Les mérites de cette analyse tracent déjà les limites de celles qui précèdent : la présentation des socialismes comme sécularisations de conceptions religieuses guide une interprétation qui avoue ses prémisses religieuses, au lieu de les dissimuler ; les types qu’elle dégage introduisent une analyse concrète, au lieu de la remplacer et ouvre le débat, au lieu de le clore.

A tous les raccourcis, il convient sans doute de préférer les ouvertures multiples que ménagent, dans le sillage ou en marge de la pensée de Marx, les contributions diverses d’Ernst, Bloch, de Walter Benjamin et de Daniel Bensaïd, notamment.

Notes

[1Rédigés, pour tenter de se clarifier les idées, à l’occasion de la préparation de ma thèse de Doctorat sur Marx et l’utopie.

[2Nicolas. Berdiaeff, Le sens de l’histoire Aubier, 1948, pp. 33-35, 74-75, pp. 207-208.

[3Arnold Toynbee, A Study of History, vol.II, Oxford University Press, 1934, p. 178.

[4Karl Popper, La Société ouverte et ses ennemis t.2, Le Seuil, p. 169-170.

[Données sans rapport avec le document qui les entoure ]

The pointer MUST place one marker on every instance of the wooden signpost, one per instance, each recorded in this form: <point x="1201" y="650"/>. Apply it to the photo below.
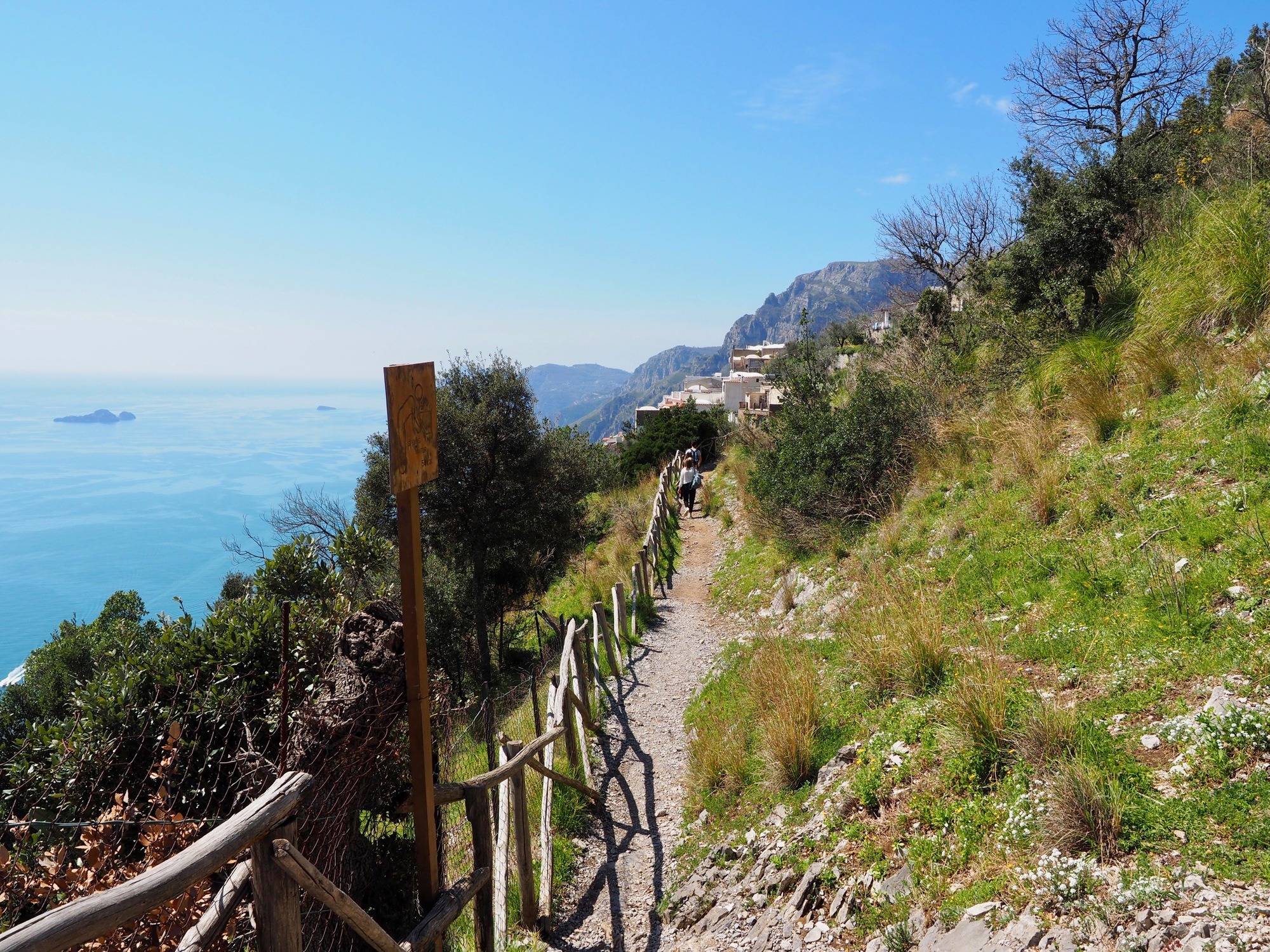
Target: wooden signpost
<point x="412" y="400"/>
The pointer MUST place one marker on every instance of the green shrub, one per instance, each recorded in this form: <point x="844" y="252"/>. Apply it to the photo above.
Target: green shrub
<point x="841" y="464"/>
<point x="1212" y="274"/>
<point x="653" y="444"/>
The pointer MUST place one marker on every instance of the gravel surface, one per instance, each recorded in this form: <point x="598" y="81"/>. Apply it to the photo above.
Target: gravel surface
<point x="627" y="863"/>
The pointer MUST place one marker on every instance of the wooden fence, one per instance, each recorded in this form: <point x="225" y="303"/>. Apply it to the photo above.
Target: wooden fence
<point x="277" y="871"/>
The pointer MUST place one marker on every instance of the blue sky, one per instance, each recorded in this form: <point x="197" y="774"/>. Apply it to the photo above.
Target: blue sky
<point x="308" y="190"/>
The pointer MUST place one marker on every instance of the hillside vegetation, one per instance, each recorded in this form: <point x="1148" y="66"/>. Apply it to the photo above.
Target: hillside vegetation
<point x="1006" y="578"/>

[5Albert Camus, L’Homme révolté (1951), Folio/Gallimard p. 250-306.

[6Leszek Kolakowski, L’Esprit révolutionnaire, éditions Complexe, 1999, p. 14 sq.

[7Raymond Aron, L’Opium des Intellectuels (1955), Agora/Calmann-Lévy, 1986, p. 81.

[8Norman Cohn, Les fanatiques de l’Apocalypse (1957), Julliard, 1963 ; Jean Servier, Histoire de l’utopie, Idées/Gallimard, pp. 25, 281-286.

[9Karl Löwith, Weltgeschischte und Heilgeshehen, Stuttgart, 1953 p. 47.

[10Michel Henry, Marx t.1., Tel/Gallimard, p. 143-144.

[11Martin Buber, Utopie et socialisme, Aubier, 1977, p. 5 sq.